Researchers from the University of Hawaii, Oxford Nanopore Technologies, and elsewhere outline a sequencing strategy for pulling viral genomes out of metagenomic sequence collections. The amplification- and assembly-free method is designed to directly sequence environmental viruses with single-molecule, nanopore sequencing reads that extend across complete viral genomes, the team explains, taking advantage of known virus and phage features. The authors applied a phage-finding pipeline to marine metagenomic sequences, for example, putting together thousands of draft virus genomes. "Our new virus sequencing strategy can provide previously unavailable information about the genome structures, population biology, and ecology of naturally occurring viruses and viral parasites," they write.
A team from Taiwan and the US takes a look at RNA-related regulatory shifts in individuals with autism spectrum disorder (ASD), focusing on circular RNAs and their interactions in post-mortem brain samples from dozens of individuals with or without ASD. Using RNA-seq data, the researchers assessed circular RNA (circRNA), microRNA, and messenger RNA interactions in more than 200 frontal cortex, temporal cortex, or cerebellar vermis samples from 48 ASD-affected individuals and 49 unaffected controls. Their search highlighted 60 circRNAs and related expression modules that were altered in ASD, along with almost 8,200 altered RNA interactions and potential gene and pathway targets of ASD-related regulatory networks. "To the best of our knowledge, this is the first systems-level view of [the] landscape of circRNA regulatory networks in ASD cortex samples," the authors report, noting that results so far "support a role for circRNA dysregulation and the corresponding circRNA-microRNA-mRNA axes in ASD pathophysiology."
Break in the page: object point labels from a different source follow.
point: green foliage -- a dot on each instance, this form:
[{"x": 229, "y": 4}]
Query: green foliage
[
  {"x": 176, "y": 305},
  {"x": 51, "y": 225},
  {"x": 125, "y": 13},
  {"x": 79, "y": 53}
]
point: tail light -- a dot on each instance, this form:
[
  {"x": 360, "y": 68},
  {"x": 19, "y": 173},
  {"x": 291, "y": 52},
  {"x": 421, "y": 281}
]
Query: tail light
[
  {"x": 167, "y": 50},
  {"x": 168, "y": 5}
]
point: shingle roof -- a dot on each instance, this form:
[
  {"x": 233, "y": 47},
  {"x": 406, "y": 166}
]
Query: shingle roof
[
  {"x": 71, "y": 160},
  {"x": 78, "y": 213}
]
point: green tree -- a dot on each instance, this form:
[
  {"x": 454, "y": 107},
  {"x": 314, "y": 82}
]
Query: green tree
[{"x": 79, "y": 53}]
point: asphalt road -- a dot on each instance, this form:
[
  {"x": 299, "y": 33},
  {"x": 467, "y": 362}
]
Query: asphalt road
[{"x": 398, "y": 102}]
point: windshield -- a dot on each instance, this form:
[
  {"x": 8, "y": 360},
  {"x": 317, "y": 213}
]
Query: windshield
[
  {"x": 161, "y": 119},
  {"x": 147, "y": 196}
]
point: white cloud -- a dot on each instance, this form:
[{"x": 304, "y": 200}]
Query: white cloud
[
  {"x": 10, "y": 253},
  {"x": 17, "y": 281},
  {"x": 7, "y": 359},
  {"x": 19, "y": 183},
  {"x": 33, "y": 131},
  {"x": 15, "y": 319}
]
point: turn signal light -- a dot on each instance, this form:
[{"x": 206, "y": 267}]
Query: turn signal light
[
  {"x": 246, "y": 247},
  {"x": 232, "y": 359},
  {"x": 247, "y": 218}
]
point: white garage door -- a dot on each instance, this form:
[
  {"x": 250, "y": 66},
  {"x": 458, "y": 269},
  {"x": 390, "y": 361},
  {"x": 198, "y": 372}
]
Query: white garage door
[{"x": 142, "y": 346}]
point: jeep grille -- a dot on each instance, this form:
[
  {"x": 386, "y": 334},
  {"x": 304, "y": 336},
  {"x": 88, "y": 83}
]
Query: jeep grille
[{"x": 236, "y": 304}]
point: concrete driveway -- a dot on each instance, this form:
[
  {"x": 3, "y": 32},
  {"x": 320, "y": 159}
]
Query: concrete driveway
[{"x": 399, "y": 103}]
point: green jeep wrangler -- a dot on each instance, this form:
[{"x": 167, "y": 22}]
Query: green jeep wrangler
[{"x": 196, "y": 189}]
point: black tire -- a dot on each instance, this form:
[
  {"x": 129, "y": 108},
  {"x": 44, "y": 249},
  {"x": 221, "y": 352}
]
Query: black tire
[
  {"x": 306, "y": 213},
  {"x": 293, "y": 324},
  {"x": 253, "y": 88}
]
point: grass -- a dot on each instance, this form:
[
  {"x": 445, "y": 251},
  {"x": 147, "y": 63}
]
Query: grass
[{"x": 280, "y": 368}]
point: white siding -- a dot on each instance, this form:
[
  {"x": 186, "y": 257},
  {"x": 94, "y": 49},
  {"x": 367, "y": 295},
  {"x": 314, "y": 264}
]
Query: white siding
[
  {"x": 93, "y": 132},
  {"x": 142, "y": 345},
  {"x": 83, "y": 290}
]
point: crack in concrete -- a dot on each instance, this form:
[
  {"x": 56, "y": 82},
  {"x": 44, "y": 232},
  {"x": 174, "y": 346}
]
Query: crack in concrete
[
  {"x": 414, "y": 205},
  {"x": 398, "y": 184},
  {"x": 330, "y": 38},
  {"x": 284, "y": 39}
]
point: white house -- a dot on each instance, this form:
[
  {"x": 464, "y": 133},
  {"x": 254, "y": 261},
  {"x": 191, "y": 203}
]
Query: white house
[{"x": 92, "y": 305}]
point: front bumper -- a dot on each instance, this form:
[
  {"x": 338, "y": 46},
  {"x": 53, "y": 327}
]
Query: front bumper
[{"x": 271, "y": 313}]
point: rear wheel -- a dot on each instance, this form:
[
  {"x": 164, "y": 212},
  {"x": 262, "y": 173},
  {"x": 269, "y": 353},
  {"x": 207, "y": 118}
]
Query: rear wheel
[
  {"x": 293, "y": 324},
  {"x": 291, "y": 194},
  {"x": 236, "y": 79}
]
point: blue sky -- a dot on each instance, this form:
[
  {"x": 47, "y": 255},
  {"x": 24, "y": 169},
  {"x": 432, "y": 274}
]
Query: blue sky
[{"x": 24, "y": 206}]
Finally, investigators in the US, Brazil, Japan, and Russia present human gene expression and transcriptome features found by analyzing data for from the FANTOM-CAGE-associated transcriptome (FANTOM-CAT) study with insights from a comprehensive "recount2" RNA sequence set that spans trillions of reads from tens of thousands of samples in available databases. The resulting expression atlas, dubbed FANTOM-CAT/recount2 (FC-R2), currently houses data representing almost 110,000 human coding and non-coding genes, the team says, making it possible to profile long non-coding RNAs and other transcripts in samples from individuals with or without disease. The authors relied on the recount2 re-quantified transcript data to find potential non-coding tumor contributors across more than a dozen cancer types, for example, and demonstrated still other possible applications of the FC-R2 atlas.